For many people, Quincy Jones is most immediately tied to Michael Jackson through Off the Wall, Thriller, and Bad. But his influence goes much deeper than one artist, even when that artist is the King of Pop.
The Wiz is a perfect example. The film brought together Black theater, Motown-era performance, fantasy, soul, dance, and cinema. It also gave Michael Jackson one of his most important screen roles before his solo superstardom reached another level.
That is the cultural connection BRIC tapped into: Quincy Jones as a public memory figure.
BRIC’s broader arts mission also makes that connection feel natural. The organization’s Celebrate Brooklyn! festival is now in its 47th year, with the 2026 season built around the theme “Radical Joy” and a lineup spanning multiple generations of music and culture.

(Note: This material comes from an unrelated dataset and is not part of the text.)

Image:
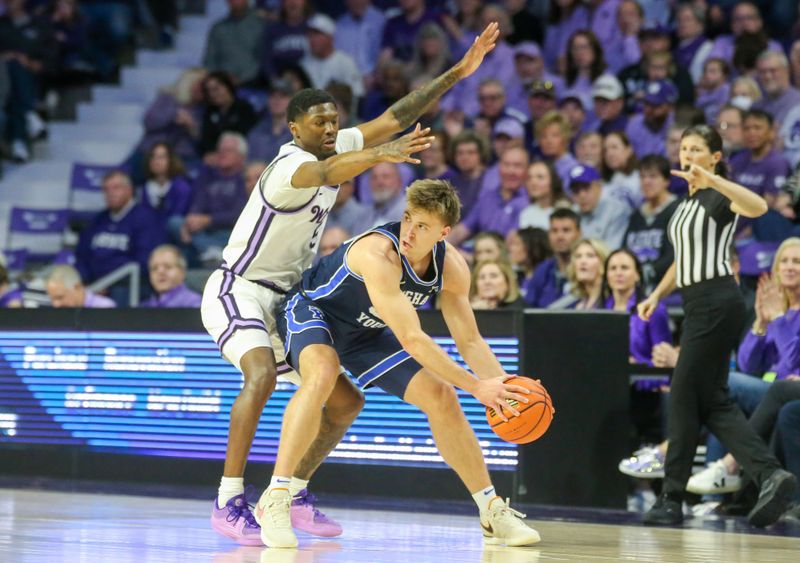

Exactly ONE week until we bring the house down at @hollywoodbowl w/ P.Y.T, Thriller, You Don't Own Me, Soul Bossa Nova, Fly Me To The Moon, you name it! Thank-Q for ALL the love & birthday celebrations…Hope y’awl can make it! Tickets available here https://t.co/AlHyi2ddfZ pic.twitter.com/3LDlBaqik5
— Quincy Jones (@QuincyDJones) July 21, 2023
That matters because Quincy Jones’ legacy is not locked in the past. It keeps showing up wherever Black music history is treated as living culture.
Even BRIC’s 2026 opening-night programming points back to that lineage through DJ Spinna, whose BRIC bio highlights his long history with Michael Jackson and Prince tribute events, including “Soul Slam” and Spike Lee’s “BK Loves MJ.”
That is the bigger picture.
Brooklyn has always been one of the places where Black music memory is preserved, remixed, and celebrated in public. From park concerts to tribute parties to community television, the city gives legacy artists new life by placing them back in front of the people.
For WWETV, this connects directly to our own mission. Since entering the BRIC/Brooklyn Free Speech programming ecosystem, WorldWide Entertainment TV has been building around the same idea: archive, culture, community, and Black entertainment history should not sit on a shelf.
They should be programmed.
Quincy Jones represents that philosophy better than almost anyone. His work reminds us that Black music history is not one lane. It is jazz, soul, pop, film, television, theater, hip-hop, dance, and public memory all speaking to each other.
That is why Quincy still connects every era.
Because when the music is that deep, every generation finds a way back in.